As Sharon and Will were caught in rush hour traffic, a Bryan Adams song came on the radio. Sharon immediately turned it up.
“I love this song. I haven’t heard this in forever,” she exclaimed.
“I remember this song was on when we played baseball when I was a kid. Stevie Kowpak brought a radio and set it up behind the dugout fence. Mateo Foccacio hit a pop up that landed a couple of feet from it. We watched like it was in slow motion. I swear,” laughed Will, “Stevie almost wet himself when it happened.”

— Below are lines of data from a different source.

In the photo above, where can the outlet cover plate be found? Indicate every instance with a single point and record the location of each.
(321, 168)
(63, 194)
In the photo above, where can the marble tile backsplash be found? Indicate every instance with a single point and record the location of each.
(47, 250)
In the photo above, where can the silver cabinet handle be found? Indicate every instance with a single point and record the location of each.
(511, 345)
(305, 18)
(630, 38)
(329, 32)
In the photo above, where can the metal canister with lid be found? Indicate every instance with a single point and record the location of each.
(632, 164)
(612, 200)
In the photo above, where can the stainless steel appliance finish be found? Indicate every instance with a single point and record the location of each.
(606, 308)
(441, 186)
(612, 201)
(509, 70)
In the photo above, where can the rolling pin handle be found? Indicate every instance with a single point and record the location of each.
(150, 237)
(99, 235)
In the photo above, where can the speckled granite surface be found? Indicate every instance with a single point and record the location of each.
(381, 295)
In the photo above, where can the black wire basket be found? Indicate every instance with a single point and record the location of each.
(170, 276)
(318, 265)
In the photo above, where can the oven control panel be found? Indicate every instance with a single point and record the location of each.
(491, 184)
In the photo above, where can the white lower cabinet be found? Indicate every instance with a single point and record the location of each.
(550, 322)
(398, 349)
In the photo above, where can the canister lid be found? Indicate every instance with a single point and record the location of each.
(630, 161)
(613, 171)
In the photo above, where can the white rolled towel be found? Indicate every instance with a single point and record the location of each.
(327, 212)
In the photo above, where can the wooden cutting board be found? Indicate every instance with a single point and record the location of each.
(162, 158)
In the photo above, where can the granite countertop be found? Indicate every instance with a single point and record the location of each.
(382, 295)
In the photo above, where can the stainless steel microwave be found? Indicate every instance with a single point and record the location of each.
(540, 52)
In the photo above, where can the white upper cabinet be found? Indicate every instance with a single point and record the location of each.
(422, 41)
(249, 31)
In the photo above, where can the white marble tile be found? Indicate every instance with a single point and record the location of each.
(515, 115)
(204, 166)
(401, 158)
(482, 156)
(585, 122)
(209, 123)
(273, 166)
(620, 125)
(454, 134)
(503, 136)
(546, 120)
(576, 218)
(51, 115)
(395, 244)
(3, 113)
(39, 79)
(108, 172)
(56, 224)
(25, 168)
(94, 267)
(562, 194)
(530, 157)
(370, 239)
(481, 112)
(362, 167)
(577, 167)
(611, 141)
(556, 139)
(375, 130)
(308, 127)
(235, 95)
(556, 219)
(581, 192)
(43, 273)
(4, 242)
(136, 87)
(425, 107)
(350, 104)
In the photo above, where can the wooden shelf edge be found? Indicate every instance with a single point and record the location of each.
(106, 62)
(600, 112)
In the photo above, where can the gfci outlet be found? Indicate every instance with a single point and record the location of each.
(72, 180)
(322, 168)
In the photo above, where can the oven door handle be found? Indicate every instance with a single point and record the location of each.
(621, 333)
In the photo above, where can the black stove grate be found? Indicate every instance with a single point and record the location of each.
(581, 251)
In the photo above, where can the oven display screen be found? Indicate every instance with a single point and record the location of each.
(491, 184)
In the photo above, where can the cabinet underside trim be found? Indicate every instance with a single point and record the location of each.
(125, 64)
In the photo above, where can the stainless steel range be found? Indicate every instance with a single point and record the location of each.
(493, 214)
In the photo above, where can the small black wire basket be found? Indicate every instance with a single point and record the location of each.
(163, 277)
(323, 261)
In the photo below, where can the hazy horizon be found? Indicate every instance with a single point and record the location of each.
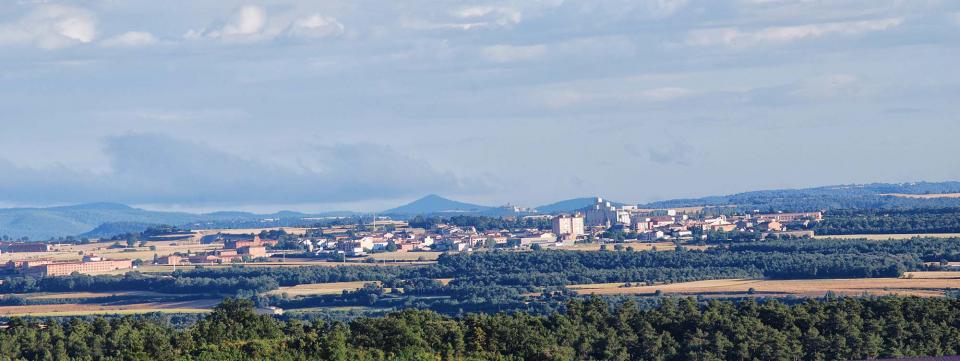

Sharon looked over at Will. “Isn’t it funny how music makes us remember stuff we thought we forgot? This was the record Amy Leopold played when her boyfriend dumped her in grade nine. I went over to help her feel better. We put on Bryan Adams, and before you know it, we were dancing around like maniacs, laughing our heads off.”
The two stared out the windshield, each savouring their cherished memories. The traffic crept along beside them.
“I wonder what music today will become classics?” asked Sharon.
“I don’t know. Music back then was better than the crap they make today,” replied Will.
“I know, right? They haven’t made a good album since the mid nineties,” said Sharon.
“If even that late,” added Will.
They sighed in unison.
“No wonder the world’s falling apart,” concluded Sharon. “The kids of today have nothing to look forward to.”
Will nodded. “You got that right.”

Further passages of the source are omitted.